The governor and legislative leaders are tackling a $44 billion budget. Typically, revenue estimates and spending plans are updated in May, using final income tax payments and new economic data. This “May Revise” builds on budget proposals introduced in January and is a key toward building a final budget that will be approved by the Legislature by June 15.
Last year, these updates were delayed because tax deadlines were postponed by winter storms, which in turn complicated budget projections. And coupled with economic stagnation, the state was suddenly faced with a long-term structural budget deficit.
The governor’s revised strategy aims to address the budget shortfalls for the next few years, not just the immediate deficit. Solutions include a mix of spending cuts, delays, shifting funds and using rainy day reserves.
The proposal does not include any new taxes or increases in tax rates. Public comments by the governor and legislators back this up by consistently voicing a reluctance to entertain new taxes or other rate increases. This is good news as we and other business groups continue to push back on untenable tax proposals, like a tax on professional services or a wealth tax.
Unfortunately, the budget brings back suspensions of key tax credits frequently used by businesses to spur innovation and growth—particularly in riskier industries like tech, biosciences and other entrepreneurial endeavors. The budget proposes the suspension of the net operation losses (NOL) deduction and limits the use of the tax credits going forward. Specifically, the budget proposes to prevent businesses with annual revenue over $1 million from deducting their net operating losses and cap their use of business tax credits at $5 million for the 2025, 2026 and 2027 tax years.
However, if the state’s “big three” taxes—personal income tax, corporate income tax and sales tax—bring in 3 percent more than the 2024-25 budget forecast from May 2024–April 2025, the current NOL and tax credit laws would be reinstated. The state estimates that these changes will increase taxes by $900 million in 2024-25 and dramatically rise to $5.5 billion in 2025-26.
The state implemented a similar suspension in 2020, which caused significant disruption for many businesses that resulted in higher tax liabilities and disrupted years of careful planning and growth strategies. The state’s non-partisan legislative analyst warns about the use of NOL suspension and credit limits in its analysis of the budget proposal.
“Typically, when a business experiences a NOL, it is allowed to carry forward these NOLs and deduct them from their income in future years,” the analyst wrote. “This allows businesses to smooth profits and losses such that businesses with similar profits over time pay similar taxes. Without this smoothing, businesses in riskier or more innovative industries—such as the technology, motion picture and transportation sectors—could end up paying more taxes than businesses with similar but more stable profits. As such, suspending NOL deductions would lead to a less equitable tax system. While the suspension of NOL deductions has been a go-to budget solution for decades, the frequency at which this approach has been used is now starting to raise questions. Should the governor’s proposal take effect, the state will have disallowed NOL deductions in nearly half of [the] years between 2008 and 2027. At this rate, it seems reasonable to ask whether suspensions have begun to meaningfully undermine the purpose of allowing NOL deductions in the first place.”
Also tucked into the budget is a provision that would adjust corporate taxes on foreign earnings.

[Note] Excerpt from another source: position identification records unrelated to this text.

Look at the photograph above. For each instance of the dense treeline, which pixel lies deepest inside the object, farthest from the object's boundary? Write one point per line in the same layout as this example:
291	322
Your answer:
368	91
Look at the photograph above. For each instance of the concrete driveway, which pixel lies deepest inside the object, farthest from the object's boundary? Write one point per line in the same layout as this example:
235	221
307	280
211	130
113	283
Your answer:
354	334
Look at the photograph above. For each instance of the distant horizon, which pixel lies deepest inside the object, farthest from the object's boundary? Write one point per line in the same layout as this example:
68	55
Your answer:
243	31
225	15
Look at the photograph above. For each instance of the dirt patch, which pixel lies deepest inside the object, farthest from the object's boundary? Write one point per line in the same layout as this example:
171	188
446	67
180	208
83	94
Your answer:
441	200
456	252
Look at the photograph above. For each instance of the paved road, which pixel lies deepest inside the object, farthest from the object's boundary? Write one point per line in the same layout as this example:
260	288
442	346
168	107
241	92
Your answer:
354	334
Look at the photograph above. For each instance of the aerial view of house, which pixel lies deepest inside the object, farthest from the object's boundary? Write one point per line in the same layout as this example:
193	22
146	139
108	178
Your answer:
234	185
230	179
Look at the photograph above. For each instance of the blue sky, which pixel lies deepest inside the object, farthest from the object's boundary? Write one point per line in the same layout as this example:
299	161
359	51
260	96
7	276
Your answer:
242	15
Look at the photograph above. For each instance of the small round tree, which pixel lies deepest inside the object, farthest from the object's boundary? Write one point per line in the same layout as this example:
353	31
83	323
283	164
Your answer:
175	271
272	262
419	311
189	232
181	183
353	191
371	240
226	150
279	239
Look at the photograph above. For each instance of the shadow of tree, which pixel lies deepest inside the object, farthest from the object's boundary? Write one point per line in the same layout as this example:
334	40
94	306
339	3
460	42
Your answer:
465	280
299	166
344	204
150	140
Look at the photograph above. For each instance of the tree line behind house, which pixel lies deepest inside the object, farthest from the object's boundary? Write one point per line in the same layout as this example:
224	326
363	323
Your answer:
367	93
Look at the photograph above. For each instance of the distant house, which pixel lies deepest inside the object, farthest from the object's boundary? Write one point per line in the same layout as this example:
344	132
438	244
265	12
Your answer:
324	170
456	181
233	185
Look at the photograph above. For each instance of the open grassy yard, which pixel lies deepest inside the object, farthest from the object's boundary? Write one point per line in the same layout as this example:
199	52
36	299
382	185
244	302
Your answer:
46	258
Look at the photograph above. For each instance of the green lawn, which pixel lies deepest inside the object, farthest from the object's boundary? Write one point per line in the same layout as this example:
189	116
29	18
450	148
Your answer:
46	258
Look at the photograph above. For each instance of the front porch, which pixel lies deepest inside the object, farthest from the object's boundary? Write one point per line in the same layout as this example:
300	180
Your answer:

A recent decision by the Office of Tax Appeals in the Appeal of Microsoft settled a long-running dispute regarding the treatment of foreign earnings. In effect, the appeals panel ruled that the FTB misapplied state law on taxing multinational corporation earnings. The FTB estimates that the ruling could cost the state $1.3 billion in refunds immediately and hundreds of millions more in future years.
In response, the budget proposes a retroactive “clarification of existing law that when a corporation receives income that is excluded from taxable business income, it must exclude this income from its apportionment factor.” This would effectively invalidate the recent ruling, increase tax liability for affected businesses and set a troubling precedent by retroactively changing tax laws after taxpayers have won appeals.
The budget does attempt to make structural changes to address revenue volatility. It proposes to amend rainy day reserve rules to allow more excess revenues to be added to the reserve during windfall capital gains years to help cushion state spending when revenues drop and prevent the Legislature from spending excess revenues immediately.
The Legislature and governor will be working through the proposals before adopting a budget by June 15.
Jason Fox is CalCPA’s vice president of advocacy and government affairs.